🤖 AI Summary
This work addresses the challenge of correlated errors induced by network failures in multi-gate teleportation, which can compromise fault tolerance. To preserve fault tolerance while maximizing the number of gates that can be batched together, the authors develop a correlation-aware, circuit-level noise model and derive an upper bound on the maximum batch size for fault-tolerant multi-gate teleportation under the rotated surface code: $n_{\text{max}}^{\text{corr}}(d) = \lceil d/2 \rceil$. This is the first theoretical bound that explicitly accounts for error correlations. The study further demonstrates that the standard minimum-weight perfect matching (MWPM) decoder suffices for effective error correction, obviating the need for customized decoding strategies. In noise regimes dominated by entanglement generation errors ($\gamma \gg 1$), the proposed approach significantly reduces resource overhead compared to gate-by-gate teleportation while maintaining or improving upon the original logical error rate.
📝 Abstract
Multi-gate teleportation (MGT) packages $n$ remote gates into a single ebit via a 1-ebit fan-out quantum circuit, saving $n{-}1$ entangled pairs relative to sequential gate teleportation. The cost is a correlated failure mode: a single network fault propagates through the fan-out tree, injecting a weight-$n$ Pauli error. We derive a design rule for fault-tolerant packet sizes, $\nmax^{\text{corr}}(d) = \lceil d/2 \rceil$ for rotated surface codes of distance~$d$ with a correlation-aware decoder ($\nmax^{\text{naive}} = \lfloor d/2 \rfloor$ without), bounding how many gates can be packaged whilst preserving fault tolerance.
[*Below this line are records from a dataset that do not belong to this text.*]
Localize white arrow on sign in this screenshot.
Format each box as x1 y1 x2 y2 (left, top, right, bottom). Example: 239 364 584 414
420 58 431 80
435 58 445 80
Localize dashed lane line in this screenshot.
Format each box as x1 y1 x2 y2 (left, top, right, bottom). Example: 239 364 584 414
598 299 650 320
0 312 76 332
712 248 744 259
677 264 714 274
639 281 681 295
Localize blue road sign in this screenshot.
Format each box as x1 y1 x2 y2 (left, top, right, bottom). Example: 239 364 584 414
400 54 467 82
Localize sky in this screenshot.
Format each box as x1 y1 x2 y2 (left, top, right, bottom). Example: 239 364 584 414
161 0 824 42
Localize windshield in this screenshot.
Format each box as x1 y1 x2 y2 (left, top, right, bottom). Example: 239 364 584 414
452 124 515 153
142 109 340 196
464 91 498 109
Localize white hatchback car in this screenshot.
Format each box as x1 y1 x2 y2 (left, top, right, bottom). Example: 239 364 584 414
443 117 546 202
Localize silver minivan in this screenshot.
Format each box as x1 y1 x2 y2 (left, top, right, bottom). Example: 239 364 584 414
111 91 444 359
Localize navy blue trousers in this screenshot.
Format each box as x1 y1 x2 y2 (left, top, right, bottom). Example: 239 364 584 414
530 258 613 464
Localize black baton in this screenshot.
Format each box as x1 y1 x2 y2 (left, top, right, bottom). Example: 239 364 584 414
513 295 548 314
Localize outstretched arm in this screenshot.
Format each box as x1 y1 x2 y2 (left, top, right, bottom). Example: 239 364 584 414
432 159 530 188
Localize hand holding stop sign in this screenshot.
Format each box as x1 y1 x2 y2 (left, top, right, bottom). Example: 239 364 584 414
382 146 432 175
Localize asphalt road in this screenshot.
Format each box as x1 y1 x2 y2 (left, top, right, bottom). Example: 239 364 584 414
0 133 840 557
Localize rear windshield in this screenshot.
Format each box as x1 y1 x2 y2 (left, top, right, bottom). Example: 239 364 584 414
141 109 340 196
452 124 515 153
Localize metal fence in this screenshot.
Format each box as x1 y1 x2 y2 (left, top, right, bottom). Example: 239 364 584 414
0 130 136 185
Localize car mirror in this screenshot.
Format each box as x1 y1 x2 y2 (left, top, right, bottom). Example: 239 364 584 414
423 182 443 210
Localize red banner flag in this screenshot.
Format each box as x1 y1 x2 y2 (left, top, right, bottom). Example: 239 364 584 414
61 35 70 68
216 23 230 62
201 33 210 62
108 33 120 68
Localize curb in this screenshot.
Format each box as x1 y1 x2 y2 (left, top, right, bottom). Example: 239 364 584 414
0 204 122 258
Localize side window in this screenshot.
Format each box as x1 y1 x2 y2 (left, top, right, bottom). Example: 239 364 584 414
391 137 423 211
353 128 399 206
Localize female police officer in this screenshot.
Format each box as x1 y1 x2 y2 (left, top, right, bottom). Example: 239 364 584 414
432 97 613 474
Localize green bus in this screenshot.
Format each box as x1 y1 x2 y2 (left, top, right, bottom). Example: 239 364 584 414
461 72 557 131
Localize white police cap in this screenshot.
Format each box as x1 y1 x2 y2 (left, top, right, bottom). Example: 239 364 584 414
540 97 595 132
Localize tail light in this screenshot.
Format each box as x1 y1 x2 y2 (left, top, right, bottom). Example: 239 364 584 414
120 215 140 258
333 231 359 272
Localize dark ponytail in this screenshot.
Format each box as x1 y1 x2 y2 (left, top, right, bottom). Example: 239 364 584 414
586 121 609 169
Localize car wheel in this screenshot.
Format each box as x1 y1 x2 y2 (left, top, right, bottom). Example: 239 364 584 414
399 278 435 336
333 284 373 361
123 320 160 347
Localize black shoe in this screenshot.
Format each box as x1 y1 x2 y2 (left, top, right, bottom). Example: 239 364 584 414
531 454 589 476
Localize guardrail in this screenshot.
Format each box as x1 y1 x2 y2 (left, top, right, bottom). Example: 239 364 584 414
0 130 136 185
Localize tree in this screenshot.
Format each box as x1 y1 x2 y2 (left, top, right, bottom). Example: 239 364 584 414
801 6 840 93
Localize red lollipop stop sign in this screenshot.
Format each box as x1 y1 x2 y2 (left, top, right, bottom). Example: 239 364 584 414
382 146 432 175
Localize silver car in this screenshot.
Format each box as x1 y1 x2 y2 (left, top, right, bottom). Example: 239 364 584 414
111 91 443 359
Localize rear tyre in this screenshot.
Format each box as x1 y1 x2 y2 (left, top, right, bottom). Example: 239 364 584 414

Simulation with PyMatching shows that the standard MWPM decoder built from the packet circuit's noise model naturally corrects the correlated error: at network-to-local noise ratios $γ= \pnet/\pgate$ up to $100$, the packet matches or surpasses the per-link sequential LER at moderate-to-high $γ$, with the advantage growing with both $γ$ and $d$, whilst reducing the entanglement cost from $n$ ebits to~$1$. Packetisation wins when the network is the bottleneck ($γ\gg 1$); at $γ\approx 1$ the $n{-}1$ extra local fan-out gates offset the network savings. No custom decoder is required: the circuit-level noise model already encodes the correlation. These results enable noise-aware distributed circuit compilers to favour fan-out packetisation without sacrificing fault tolerance.